Just 22 percent of Republicans in the survey said Barr should not release the full report. Another 22 percent said they weren’t sure.
Most Democrats — 84 percent — that pollsters surveyed said Barr should release Mueller’s full report. Three out of every five independents agreed.
Economist/YouGov pollsters surveyed 1,500 respondents between March 24 and March 26 via web-based interviews. The poll has an error margin of +/- 2.8 percent for the full sample. The margin of error is greater for subsets of Democrats, Republicans, and independents.
President Donald Trump, whom Barr and Deputy Attorney General Rod Rosenstein decided not to charge for obstructing the special counsel’s investigation, said he “wouldn’t mind” if the full report were released. But Senate Majority Leader Mitch McConnell warned releasing the Mueller report, without scrubbing it of some information, could “throw innocent people who’ve not been charged under the bus.”
The attorney general should be left to decide what components of the report he wants to release, and what components he wants to keep under wraps, the Kentucky Republican said.
In most cases, the Justice Department adheres to a policy of redacting sections of court files, reports and other public documents that contain information about people who have not been charged with a crime as part of the relevant investigation. Trump and his adult children — two of whom serve in his administration and the other two on his campaign staff — are among the dozens of people who were not indicted but may be mentioned in the report.
Federal Rule 6(e) for the criminal procedure, which deals with recording and disclosing grand jury proceedings, could prohibit Barr from unsealing some documents and transcripts obtained by the grand jury presiding over Mueller’s work and releasing them to Congress. Barr would need a court’s permission to release those grand jury documents.
The DOJ has made exceptions to both policies at least twice before for reports on similar investigations to Mueller’s.
The first, in the 1970s, occurred when the department released grand jury information from the Watergate investigation into Richard Nixon. The second happened in 1998 when the entire report from independent counsel Kenneth Starr’s was released. His probe was into Bill Clinton’s involvement in the failed Whitewater land deal four years earlier.

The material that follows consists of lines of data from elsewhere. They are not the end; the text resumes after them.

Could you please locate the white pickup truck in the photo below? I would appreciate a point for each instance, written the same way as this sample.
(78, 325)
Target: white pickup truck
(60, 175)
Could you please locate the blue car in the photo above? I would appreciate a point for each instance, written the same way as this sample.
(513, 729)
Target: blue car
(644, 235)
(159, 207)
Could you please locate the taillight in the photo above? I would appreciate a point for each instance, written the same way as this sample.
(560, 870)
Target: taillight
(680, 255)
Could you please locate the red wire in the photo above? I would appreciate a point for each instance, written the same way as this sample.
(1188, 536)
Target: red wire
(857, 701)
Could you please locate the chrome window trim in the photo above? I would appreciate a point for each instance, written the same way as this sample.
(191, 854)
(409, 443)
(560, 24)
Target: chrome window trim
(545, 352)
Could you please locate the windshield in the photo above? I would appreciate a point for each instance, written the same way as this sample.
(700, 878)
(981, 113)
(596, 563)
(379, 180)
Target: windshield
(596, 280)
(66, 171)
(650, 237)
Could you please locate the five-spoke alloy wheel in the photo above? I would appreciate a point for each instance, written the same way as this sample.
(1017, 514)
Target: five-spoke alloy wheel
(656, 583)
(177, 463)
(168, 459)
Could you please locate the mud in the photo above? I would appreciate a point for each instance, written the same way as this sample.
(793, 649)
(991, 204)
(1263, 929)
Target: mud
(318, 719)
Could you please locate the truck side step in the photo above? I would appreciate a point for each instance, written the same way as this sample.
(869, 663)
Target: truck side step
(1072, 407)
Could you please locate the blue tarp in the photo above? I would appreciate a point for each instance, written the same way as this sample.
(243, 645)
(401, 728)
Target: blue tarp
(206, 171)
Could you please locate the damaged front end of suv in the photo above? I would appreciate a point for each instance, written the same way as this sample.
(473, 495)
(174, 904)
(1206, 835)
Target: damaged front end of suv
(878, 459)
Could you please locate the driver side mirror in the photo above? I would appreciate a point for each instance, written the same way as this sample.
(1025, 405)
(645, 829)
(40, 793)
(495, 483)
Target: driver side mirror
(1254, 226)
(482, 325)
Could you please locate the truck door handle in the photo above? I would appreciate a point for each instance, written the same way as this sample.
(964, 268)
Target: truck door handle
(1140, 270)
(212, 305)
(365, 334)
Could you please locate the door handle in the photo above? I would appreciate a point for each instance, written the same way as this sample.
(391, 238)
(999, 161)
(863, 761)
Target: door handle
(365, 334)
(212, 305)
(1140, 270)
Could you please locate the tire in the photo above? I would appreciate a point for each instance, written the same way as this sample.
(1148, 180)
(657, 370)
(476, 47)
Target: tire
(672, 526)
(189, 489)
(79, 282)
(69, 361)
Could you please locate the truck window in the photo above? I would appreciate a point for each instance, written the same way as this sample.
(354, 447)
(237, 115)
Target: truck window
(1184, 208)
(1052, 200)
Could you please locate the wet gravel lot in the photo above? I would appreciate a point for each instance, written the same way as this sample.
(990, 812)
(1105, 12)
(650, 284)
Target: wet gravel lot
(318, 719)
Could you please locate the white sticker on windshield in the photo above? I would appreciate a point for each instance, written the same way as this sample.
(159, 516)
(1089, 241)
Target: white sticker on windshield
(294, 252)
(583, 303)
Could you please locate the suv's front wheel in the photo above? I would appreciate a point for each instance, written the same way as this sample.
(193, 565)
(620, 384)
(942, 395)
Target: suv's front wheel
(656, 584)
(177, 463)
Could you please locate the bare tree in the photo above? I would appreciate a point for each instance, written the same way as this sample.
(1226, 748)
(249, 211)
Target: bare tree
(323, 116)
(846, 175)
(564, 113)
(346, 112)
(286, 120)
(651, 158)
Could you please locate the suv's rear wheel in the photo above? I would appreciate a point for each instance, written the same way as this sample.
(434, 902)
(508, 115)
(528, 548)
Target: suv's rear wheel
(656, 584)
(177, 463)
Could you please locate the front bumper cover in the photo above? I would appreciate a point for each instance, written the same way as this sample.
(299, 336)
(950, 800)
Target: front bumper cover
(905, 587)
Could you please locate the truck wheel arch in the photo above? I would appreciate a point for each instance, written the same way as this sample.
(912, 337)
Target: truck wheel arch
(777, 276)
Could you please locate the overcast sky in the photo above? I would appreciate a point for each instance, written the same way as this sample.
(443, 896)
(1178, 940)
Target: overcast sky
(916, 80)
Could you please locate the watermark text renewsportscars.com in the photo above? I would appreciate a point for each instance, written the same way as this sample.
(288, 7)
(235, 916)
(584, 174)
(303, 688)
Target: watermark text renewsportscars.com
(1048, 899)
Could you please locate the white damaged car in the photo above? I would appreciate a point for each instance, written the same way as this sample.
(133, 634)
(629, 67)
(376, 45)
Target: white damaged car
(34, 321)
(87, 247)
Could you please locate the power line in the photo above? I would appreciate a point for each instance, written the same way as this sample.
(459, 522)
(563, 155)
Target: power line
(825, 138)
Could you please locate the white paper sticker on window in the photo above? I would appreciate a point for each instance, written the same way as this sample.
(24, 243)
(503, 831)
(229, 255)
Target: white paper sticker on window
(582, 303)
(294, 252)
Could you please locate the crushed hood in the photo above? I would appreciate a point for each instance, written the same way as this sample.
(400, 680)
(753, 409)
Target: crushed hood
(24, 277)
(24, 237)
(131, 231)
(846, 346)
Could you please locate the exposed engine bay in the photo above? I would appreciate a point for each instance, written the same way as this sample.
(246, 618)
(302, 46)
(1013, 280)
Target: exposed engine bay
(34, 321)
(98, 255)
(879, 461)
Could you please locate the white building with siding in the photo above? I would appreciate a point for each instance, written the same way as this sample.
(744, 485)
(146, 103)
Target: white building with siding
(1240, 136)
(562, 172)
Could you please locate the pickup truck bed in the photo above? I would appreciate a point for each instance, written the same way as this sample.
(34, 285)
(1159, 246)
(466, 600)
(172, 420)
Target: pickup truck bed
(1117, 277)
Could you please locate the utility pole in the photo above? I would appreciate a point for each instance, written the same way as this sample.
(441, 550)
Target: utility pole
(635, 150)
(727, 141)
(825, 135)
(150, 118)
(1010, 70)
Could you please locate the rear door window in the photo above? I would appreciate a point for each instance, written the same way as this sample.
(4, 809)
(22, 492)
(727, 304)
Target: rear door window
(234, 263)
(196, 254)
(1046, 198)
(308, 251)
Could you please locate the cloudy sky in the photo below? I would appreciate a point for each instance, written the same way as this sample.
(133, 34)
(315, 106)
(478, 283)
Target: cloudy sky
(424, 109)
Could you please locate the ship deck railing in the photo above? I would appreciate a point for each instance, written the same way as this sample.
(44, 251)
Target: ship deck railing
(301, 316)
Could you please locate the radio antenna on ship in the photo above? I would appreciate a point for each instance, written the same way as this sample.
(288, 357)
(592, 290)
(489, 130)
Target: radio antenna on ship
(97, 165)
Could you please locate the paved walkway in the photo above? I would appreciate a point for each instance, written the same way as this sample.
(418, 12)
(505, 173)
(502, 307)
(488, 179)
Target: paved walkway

Democrats on the House Judiciary Committee have highlighted those two instances as precedent for Barr releasing Mueller’s report.
House Judiciary Chairman Jerrold Nadler and five other House committee chairs have set an April 2 deadline for Barr to produce the Mueller report “in complete and unredacted form,” making exceptions only for the attorney general to black out names and lines that would protect DOJ sources and methods.
Mueller submitted his final report on Russian interference in the 2016 election and alleged collusion between the Trump campaign and Russia last week, but he has referred some offshoot investigative threads to other federal offices, including to prosecutors in the Southern District of New York.
While only four of every 10 Republicans disapproved of the job Mueller did over the course of the Russia investigation, nearly 70 percent felt that the investigation was a witch-hunt, according to the poll.
Just seven percent of Democrats said the investigation was a witch-hunt, whereas 82 percent said the probe was legitimate.
Mueller wrote in his report that he could not “establish” that anyone on Trump’s 2016 campaign team colluded with Russians to affect the outcome of the election, according to a four-page letter the attorney general sent Congress over the weekend.
But the special counsel also noted, per the letter, that his decision not to file obstruction-of-justice charges against the president did not “exonerate” him.